Managerial economic home work
Managerial economic home work
Answer all questions, a through f. On questions c, d, e and f show your math. If you do not show your math you do not receive points.
The general demand function for a good, Good A, is…
QD = 800 – 5*P + 0.02*M + 6*PR + 3*T + 5*PE + .4*N
Where
QD = quantity demanded of Good A per month
P = the price of Good A
M = average household income
PR = the price of a related good, we’ll call it Good B
T = a consumer taste index
PE = the price consumers expect to pay next month for Good A
N = the number of buyers in the market
a. Is Good A a normal good or an inferior good? How do we know exactly?
b. Are Good A and Good B complements or substitutes? How do we know exactly?
c. Assume M = $80,000, PR = $30, T = 5, PE = $12, and N = 6,000. Using these, calculate and write down the direct demand function for Good A. Show your math. Watch the decimals! The coefficient on M is 0.02 and the coefficient on N is .4
d.

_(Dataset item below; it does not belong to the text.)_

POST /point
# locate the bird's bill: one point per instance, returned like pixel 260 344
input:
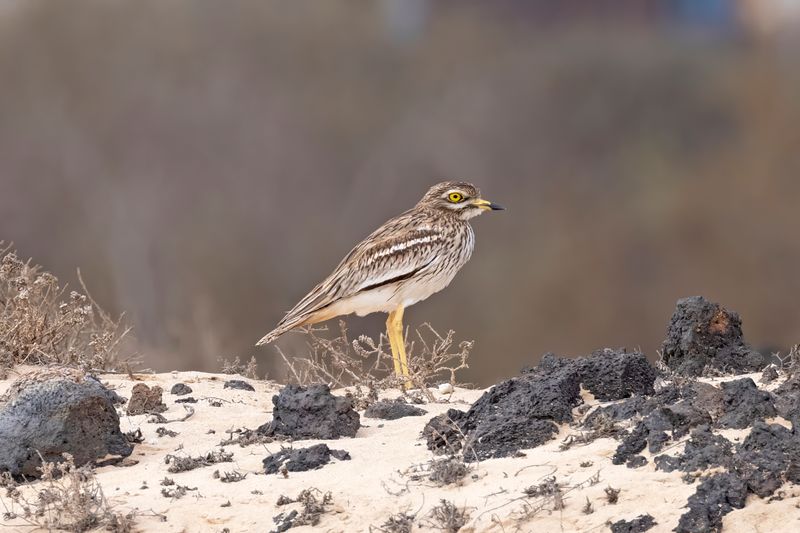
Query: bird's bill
pixel 486 205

Using your answer to part “c” directly above, calculate and write down the inverse demand function for Good A. Show your math.
e. When P = $100 what is the quantity demanded of Good A? How does that change when P = $200? (Notice this question is about P, not PR or PE). Show your math.
f. Now assume that M is not $80,000 but it is $40,000. No other variables have changed. What is the quantity of Good A that is demanded now when P = $100? When P = $200? Show your math.